Southstone rock: a local cliff for local climbers

If you don't live in Worcestershire and climb the following is likely to be of very little interest. You have been warned!

Frost crystals on the walk up to Southstone

Southstone Rock (pdf of the guide available here for a quid) has a bit of a shitty reputation even amongst local climbers - it is definitely not somewhere you would recommend climbers travel to visit, but it is a geographic oddity - flowstone limestone popping up in an odd place. It has also always been a spooky place as well - deep in dark wood, with strange religious or perhaps even occult paraphernalia left in one of the caves when I first went there some decades back. A place where an older England; of fear and superstition, brutality and ignorance, feels not so far away. The next steep stream system down the valley is called "the Hell Hole" according to the OS map.

Southstone's main face and the left-hand subsidiary buttress

Anyway I walked past the cliff yesterday and was surprised to see that tree clearance had taken away much of the 'deep, dark woods' feel, and a lot more light will now be falling on the cliff.

The main face containing the crag 'classic', Madonna's Groove, HVS 5a

The rock is still its old swiss-cheese-am-I-really-brave-enough-to-put-my-hand-into-that-deep-pocket?-self that Southstone veterans will appreciate, but at least when some previously unknown-to-science deadly spider bites you, you can fall off and lay there gasping for your last breath in warm sunshine rather than the deep, forest shadows. So that is nice...

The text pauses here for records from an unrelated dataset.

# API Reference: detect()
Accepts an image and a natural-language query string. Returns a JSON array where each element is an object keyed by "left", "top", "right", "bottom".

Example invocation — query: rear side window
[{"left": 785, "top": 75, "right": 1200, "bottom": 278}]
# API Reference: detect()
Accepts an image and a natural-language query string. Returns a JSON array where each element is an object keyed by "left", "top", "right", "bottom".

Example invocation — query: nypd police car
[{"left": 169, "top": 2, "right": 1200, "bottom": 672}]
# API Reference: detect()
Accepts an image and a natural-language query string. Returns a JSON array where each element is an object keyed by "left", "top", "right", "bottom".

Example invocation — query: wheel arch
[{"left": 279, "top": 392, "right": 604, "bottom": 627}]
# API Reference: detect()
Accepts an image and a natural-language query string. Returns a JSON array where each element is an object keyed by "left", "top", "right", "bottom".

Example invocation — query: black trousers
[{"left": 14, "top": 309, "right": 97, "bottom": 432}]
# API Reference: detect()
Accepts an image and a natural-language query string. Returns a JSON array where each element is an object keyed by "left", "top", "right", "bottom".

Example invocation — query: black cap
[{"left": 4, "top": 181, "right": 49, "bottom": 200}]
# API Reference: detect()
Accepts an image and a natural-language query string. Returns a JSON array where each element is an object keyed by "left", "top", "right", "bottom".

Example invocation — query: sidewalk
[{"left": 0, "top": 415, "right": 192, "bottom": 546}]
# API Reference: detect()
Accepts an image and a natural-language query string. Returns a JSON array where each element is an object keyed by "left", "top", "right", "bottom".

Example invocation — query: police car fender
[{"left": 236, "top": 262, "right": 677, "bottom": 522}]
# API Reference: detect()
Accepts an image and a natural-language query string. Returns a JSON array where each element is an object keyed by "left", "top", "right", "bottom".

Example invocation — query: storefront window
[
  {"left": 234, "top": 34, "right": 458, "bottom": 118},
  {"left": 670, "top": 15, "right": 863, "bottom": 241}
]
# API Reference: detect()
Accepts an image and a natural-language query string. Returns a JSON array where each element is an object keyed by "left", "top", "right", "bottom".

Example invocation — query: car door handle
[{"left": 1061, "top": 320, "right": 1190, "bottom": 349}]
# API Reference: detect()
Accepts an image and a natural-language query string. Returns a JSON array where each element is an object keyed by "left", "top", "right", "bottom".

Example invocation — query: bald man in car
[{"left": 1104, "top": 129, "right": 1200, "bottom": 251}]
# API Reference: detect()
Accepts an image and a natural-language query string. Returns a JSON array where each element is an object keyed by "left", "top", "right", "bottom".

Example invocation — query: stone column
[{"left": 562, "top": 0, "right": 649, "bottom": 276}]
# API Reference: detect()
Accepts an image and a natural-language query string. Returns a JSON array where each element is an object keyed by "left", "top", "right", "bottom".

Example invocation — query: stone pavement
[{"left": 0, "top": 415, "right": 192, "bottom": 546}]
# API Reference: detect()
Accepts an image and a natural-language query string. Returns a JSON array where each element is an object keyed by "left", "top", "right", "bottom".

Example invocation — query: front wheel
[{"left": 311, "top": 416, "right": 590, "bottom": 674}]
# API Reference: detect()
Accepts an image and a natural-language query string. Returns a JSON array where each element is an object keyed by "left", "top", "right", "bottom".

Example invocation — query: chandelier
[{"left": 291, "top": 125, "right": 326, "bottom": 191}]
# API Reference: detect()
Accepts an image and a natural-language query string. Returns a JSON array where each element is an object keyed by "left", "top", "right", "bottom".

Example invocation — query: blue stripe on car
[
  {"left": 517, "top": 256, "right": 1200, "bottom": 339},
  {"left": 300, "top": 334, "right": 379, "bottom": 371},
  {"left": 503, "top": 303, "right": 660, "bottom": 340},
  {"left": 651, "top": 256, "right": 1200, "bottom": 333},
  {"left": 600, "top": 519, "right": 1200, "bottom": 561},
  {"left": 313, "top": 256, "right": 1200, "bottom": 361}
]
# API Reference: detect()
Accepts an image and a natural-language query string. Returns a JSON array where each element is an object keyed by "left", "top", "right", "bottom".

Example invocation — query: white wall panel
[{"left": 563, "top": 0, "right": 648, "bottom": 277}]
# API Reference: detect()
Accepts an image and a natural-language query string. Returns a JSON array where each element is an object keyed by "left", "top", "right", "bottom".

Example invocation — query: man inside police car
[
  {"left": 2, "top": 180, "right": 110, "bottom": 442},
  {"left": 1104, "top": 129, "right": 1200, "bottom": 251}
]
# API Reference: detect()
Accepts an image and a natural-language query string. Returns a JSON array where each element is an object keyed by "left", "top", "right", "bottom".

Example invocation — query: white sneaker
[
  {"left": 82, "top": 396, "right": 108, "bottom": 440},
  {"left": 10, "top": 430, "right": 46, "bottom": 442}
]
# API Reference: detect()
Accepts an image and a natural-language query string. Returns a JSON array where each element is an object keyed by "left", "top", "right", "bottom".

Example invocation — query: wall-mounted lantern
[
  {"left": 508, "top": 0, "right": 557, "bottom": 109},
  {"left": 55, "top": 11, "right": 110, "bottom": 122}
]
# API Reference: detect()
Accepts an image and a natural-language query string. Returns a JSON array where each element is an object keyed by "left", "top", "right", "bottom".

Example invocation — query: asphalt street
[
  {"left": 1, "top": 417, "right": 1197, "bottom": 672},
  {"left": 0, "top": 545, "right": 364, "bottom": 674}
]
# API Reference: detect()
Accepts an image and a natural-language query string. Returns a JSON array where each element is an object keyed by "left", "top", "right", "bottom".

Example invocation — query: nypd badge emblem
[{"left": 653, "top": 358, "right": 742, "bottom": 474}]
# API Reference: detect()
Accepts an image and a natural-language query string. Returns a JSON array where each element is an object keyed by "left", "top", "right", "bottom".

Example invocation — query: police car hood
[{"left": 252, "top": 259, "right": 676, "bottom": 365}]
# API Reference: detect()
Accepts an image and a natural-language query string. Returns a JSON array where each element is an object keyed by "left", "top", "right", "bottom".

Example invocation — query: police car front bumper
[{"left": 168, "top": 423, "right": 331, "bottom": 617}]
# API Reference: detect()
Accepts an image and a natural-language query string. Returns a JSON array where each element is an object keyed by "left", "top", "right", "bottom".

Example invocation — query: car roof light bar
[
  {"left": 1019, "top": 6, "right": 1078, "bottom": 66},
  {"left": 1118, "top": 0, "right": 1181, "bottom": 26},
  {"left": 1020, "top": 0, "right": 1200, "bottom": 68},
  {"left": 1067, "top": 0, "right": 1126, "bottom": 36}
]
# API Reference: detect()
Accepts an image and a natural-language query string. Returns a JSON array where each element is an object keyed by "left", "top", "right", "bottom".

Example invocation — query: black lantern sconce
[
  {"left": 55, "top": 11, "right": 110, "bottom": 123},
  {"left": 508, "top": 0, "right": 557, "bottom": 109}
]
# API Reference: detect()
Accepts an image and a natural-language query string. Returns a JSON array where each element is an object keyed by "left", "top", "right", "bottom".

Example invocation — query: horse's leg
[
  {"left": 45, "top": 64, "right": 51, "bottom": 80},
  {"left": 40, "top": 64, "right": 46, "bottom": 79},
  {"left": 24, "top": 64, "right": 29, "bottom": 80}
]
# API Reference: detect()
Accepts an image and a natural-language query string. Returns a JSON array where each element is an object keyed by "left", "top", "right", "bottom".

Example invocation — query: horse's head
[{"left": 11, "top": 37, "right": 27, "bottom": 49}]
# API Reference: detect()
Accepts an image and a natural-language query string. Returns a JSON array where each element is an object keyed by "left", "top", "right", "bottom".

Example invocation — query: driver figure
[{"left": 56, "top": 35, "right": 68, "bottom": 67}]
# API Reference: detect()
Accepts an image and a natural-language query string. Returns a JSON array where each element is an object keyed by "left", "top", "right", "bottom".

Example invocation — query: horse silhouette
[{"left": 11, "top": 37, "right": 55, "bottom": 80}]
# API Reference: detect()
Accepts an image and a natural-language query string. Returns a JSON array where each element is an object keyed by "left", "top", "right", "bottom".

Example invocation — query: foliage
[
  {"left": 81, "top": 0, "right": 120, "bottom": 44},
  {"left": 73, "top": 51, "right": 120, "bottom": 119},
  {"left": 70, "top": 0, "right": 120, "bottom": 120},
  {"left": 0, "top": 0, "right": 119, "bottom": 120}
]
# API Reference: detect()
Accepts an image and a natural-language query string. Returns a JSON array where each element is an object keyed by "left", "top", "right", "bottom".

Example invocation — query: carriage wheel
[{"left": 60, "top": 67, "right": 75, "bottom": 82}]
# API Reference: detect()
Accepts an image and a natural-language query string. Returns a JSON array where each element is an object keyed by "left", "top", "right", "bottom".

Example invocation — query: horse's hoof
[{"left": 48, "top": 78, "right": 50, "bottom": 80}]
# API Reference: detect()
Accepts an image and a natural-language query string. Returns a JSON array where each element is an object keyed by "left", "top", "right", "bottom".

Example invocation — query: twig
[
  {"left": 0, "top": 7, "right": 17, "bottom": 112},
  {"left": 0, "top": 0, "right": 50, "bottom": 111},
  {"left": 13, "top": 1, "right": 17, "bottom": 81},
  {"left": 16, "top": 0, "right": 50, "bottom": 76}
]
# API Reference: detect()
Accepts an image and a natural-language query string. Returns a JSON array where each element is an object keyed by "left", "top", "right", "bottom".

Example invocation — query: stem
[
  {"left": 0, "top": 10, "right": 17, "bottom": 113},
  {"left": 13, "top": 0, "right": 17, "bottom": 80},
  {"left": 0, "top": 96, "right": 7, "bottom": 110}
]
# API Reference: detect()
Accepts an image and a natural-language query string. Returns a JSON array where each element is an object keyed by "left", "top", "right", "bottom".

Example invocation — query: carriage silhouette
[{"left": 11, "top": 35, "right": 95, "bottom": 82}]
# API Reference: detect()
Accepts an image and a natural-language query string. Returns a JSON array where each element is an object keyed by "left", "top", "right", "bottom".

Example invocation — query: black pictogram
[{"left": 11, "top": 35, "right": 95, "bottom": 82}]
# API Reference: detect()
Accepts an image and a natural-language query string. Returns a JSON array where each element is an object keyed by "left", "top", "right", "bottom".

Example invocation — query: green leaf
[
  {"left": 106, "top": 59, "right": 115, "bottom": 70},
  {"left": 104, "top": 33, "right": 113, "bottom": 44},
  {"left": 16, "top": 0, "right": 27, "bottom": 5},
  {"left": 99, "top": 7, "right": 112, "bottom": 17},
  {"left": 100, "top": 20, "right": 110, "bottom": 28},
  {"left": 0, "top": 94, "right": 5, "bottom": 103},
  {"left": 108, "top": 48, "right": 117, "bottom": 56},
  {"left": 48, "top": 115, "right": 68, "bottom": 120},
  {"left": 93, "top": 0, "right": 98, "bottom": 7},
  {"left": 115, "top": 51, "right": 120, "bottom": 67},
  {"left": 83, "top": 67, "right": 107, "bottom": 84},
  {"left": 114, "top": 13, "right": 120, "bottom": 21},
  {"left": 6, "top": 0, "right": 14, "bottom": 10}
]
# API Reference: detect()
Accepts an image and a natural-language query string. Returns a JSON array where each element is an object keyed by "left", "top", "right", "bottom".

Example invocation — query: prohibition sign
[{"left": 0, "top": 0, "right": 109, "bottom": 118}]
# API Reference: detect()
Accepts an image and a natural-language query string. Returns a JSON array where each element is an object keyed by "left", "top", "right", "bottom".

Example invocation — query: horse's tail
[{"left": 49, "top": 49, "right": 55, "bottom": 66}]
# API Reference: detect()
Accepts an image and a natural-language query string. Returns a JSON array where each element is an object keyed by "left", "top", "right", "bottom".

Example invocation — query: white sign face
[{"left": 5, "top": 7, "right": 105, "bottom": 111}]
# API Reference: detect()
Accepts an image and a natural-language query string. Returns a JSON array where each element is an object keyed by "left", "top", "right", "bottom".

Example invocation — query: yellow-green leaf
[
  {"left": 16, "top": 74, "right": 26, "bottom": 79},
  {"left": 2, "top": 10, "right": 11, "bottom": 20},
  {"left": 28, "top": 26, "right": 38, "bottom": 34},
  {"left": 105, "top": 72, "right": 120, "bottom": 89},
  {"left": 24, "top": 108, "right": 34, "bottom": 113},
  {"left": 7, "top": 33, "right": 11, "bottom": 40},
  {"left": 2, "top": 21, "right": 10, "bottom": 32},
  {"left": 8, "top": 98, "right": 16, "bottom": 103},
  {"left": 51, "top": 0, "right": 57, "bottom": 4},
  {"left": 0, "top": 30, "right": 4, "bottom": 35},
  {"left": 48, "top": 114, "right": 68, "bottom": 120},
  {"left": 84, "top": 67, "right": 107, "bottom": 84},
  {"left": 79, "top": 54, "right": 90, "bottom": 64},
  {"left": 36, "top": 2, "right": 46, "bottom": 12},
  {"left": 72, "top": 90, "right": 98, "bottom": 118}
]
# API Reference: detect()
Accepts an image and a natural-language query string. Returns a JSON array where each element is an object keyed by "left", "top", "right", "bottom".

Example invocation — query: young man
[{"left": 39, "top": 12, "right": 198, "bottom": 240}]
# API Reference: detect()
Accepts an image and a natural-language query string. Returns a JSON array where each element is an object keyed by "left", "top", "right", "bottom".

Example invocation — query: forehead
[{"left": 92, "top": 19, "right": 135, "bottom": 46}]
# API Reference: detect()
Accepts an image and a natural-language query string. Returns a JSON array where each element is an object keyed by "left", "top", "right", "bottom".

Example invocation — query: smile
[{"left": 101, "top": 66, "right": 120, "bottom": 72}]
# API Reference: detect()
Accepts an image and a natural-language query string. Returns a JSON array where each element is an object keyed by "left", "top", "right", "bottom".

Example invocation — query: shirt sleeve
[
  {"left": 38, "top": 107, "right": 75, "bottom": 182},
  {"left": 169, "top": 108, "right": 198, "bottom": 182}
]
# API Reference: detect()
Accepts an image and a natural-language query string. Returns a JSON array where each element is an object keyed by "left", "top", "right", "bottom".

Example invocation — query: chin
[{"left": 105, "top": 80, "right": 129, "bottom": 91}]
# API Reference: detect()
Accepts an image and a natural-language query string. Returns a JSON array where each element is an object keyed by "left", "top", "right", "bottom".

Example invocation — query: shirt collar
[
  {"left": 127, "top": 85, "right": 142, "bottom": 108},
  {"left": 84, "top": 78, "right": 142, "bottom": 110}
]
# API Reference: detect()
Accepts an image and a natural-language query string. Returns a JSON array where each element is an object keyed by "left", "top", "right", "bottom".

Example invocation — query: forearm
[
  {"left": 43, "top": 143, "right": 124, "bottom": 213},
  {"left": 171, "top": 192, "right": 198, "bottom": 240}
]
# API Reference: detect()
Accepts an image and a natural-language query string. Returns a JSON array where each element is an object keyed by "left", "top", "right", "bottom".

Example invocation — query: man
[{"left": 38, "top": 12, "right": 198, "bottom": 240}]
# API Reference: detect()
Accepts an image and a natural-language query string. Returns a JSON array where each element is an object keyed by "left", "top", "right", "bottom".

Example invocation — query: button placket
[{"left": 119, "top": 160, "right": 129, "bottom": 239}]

A far left buttress with obvious overhanging bouldering potential

Years ago I soloed and recorded a bunch of micro routes there, normally climbing up to where I could grab some kind of tree at the top, stick a sling around it and then abseil back down. Re-visiting the cliff now, most of these now look to my contemporary eye as obvious, easy, highball boulder problems. There are also many buttresses that are not particularly high that look to offer huge amounts of bouldering potential.

The back wall in the 'canyon' - potential short sports routes using natural threads

So I reckon any adventurous boulderers in the West Midlands, looking for first ascents, could do a lot worse than bring their pads, brushes and some sturdy gardening equipment to Southstone in the spring time.

1 comment:

Anonymous said...

I've spent a few sessions traversing the back wall in the 'canyon'. It's excellent and pumpy.